The fact that BW is open-source allowing the ability to self-host is a very awesome and unique feature. The fact that Dani Garcia ported the code and allowed you to host vaultwarden on a low-power device like a Pi or a small VPS is even more awesome. The fact that they both made it easy to install and run the service with Docker etc., and that there are a lot of guides on how to set the whole thing up is super awesome. You can play around, learn some things, and get control of your own data. It’s all awesome. But none of that is a security feature.

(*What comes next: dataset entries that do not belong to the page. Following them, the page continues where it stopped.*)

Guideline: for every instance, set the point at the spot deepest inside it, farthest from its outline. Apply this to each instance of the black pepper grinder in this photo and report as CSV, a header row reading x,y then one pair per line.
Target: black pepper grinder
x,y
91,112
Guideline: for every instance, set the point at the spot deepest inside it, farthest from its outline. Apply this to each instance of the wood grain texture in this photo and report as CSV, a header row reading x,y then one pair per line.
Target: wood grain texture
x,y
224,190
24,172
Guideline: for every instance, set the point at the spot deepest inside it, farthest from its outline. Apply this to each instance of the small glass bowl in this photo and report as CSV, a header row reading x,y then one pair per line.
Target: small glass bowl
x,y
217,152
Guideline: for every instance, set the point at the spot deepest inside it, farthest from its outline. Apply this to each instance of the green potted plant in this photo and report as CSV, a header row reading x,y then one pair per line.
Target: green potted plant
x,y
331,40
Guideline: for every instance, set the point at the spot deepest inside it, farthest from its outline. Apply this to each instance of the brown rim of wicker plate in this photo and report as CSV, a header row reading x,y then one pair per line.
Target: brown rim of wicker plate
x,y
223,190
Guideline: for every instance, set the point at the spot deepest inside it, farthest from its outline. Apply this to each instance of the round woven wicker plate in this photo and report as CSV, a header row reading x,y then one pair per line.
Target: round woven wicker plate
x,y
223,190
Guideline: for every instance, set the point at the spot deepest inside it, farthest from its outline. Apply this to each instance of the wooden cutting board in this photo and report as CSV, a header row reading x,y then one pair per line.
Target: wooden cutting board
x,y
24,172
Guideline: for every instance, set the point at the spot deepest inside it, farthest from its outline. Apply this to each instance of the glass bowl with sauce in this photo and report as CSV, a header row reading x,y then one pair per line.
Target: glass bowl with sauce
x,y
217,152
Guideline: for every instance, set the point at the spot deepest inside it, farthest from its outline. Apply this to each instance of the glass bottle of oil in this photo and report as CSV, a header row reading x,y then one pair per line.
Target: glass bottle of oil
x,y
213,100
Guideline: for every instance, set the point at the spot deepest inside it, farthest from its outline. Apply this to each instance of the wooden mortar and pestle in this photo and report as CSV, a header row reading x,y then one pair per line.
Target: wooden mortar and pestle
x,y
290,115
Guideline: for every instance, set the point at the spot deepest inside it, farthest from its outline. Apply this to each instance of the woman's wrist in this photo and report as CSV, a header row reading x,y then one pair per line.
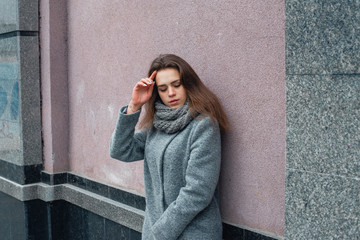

BW started as a tool for enthusiasts, people who probably can review and compile source code, set up a server, and run services securely – seasoned c/selfhost@lemmy.ml folks. Maybe in their hands, a self-hosted instance of BW can come close to the security provided by the official service. If they are experts in the field, maybe they can make it even more secure. Maybe.

For most people visiting this sub today that is patently untrue!

Most self-hosting posts today are chock-full of comments asking how to register a domain or set up dynamic DNS, or asking what is Docker. Do you honestly think that these people are knowledgeable enough to set up their own BW service securely? Are they knowledgeable enough to evaluate the original team, their product, its source, and its security; to evaluate a completely different team, with a different source; to set up a secure server and host a service without succumbing to all the pitfalls of novice self-hosting; and to do it better than the guys at Azure?

Hell No!

The fact remains that for the greatest majority of people coming here, using the official BW service hosted by Microsoft remains the most secure way to use Bitwarden. That should be the default advice on this sub. To state or imply otherwise is misleading at best and a patent lie at worst. Please stop recommending self-hosting as a security feature. Please stop leading the lemmings off the cliff.